Democrats, including Minnesota Sens. Amy Klobuchar and Al Franken, started their campaign-season push Monday for a constitutional amendment aimed at curbing special interests' financial clout in elections, an effort the party hopes will appeal to voters come Election Day.

The amendment would allow Congress and states to limit the money raised and spent in election campaigns, curbs that have been weakened by Supreme Court decisions in recent years.

Though it passed a procedural hurdle in the Senate on Monday, the measure has little of chance of passing the upper chamber, and leaders in the Republican-controlled U.S. House have no plans to vote on it.

Democrats around the country have spent months criticizing the billionaire Koch brothers, who have contributed large sums to conservative groups that are spending millions to try defeating Democratic senators.

Many lawmakers have also used the threat of the duo's donations as a tool to raise campaign cash: at least two Franken fundraising emails in the past week have mentioned the Koch brothers.

Franken and Klobuchar joined a press conference Monday on Capitol Hill where Democrats touted the amendment.

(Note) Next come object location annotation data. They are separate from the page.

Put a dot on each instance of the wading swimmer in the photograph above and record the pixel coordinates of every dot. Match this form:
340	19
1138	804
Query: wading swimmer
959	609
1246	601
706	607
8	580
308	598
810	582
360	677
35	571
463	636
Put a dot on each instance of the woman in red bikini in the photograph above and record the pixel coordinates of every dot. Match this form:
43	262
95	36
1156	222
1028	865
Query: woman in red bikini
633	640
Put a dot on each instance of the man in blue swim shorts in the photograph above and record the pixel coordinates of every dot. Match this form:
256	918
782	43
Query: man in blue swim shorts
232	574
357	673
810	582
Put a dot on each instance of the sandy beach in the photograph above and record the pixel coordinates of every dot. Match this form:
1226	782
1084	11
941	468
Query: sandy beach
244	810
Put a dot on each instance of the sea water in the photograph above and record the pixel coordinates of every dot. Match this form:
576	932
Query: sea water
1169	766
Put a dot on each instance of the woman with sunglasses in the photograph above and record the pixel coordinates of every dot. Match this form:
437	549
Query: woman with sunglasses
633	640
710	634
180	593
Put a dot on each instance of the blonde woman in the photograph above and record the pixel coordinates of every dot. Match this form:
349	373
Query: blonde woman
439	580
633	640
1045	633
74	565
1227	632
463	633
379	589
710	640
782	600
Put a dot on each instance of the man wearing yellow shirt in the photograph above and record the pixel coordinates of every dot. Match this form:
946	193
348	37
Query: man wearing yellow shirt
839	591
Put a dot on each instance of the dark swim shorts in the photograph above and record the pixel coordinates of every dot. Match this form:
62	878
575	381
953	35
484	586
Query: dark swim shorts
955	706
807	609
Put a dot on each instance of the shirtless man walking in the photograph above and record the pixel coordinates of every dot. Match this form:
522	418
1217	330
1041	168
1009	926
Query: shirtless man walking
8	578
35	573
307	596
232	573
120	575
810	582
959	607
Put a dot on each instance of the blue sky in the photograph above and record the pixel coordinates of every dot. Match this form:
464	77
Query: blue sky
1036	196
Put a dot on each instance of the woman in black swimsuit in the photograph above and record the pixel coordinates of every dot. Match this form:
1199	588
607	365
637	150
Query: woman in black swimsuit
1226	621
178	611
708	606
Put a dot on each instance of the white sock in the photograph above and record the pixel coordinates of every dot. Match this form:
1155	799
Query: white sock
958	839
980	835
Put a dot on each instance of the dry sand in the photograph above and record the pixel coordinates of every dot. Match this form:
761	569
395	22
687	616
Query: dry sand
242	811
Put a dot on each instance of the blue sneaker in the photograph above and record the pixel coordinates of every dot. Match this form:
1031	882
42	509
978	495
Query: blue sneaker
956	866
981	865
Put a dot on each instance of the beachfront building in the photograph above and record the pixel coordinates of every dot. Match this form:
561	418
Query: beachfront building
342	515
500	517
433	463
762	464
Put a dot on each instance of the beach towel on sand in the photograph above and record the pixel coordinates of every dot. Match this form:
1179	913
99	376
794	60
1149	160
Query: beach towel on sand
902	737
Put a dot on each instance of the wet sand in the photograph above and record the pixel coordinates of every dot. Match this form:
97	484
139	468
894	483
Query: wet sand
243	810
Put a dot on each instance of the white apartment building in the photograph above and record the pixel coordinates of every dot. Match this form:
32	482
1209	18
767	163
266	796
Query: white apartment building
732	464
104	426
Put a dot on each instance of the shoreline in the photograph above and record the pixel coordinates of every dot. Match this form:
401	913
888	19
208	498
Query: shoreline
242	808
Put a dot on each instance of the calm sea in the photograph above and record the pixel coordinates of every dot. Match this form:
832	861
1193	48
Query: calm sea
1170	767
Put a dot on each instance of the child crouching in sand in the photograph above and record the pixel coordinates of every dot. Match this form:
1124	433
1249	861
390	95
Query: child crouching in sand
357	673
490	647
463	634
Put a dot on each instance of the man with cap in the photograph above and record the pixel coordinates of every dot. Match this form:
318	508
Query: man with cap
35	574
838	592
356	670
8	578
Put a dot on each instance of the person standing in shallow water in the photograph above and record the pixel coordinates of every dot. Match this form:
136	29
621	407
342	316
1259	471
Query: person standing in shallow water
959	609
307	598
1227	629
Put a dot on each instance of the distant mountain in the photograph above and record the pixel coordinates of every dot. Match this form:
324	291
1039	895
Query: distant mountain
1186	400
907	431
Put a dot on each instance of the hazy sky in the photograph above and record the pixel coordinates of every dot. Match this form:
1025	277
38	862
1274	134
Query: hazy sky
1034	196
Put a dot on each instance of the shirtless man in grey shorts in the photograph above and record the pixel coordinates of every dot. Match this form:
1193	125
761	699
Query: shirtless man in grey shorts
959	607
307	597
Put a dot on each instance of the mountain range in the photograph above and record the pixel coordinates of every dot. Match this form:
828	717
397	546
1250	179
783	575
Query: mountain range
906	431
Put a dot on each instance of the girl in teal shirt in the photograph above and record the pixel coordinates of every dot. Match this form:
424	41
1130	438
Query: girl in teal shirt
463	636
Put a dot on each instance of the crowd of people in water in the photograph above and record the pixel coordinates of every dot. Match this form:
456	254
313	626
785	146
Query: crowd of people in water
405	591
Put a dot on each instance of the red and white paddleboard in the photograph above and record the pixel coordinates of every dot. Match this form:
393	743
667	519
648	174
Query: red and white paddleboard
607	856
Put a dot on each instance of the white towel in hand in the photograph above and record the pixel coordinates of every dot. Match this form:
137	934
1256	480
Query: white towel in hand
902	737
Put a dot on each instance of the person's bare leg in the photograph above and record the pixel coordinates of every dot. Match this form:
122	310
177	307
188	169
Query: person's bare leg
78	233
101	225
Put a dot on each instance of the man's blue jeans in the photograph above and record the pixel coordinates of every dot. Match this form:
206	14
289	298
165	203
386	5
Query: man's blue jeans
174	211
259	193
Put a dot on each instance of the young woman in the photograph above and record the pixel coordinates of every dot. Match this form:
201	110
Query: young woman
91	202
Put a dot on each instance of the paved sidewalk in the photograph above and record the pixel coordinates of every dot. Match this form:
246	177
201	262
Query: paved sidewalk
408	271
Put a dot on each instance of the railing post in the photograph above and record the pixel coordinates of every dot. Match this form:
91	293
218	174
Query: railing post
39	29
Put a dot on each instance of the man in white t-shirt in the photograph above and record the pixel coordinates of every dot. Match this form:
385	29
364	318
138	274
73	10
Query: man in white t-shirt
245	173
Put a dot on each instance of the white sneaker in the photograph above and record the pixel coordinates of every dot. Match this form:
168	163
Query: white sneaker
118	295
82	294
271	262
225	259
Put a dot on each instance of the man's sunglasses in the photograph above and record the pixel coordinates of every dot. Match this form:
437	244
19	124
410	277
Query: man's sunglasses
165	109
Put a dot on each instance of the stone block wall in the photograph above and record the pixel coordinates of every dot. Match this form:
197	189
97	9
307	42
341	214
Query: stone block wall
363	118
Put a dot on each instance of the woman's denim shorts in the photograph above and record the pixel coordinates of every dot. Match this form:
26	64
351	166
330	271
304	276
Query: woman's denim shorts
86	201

Republicans say limiting campaign spending by outside groups would violate free speech and have accused Democrats of pushing the measure to score political points.

Outside groups have spent $189 million on congressional campaigns since January 2013, according to the nonpartisan Center for Responsive Politics, which monitors political spending. That's more than triple the $57 million spent to this point in the 2010 campaign — which, like this year, featured only congressional races and not a presidential contest.

The proposed amendment authored by Democratic Sen. Tom Udall of New Mexico, and co-sponsored by Franken and Klobuchar, would let lawmakers roll back a 1967 Supreme Court decision which found that limiting campaign spending by outside groups would violate their free speech.

The legislation would also let Congress address the 2010 Citizens United case, which allowed unfettered independent spending by corporations and unions, and last April's ruling that lets individuals contribute to as many candidates as they'd like.

The Associated Press contributed to this report.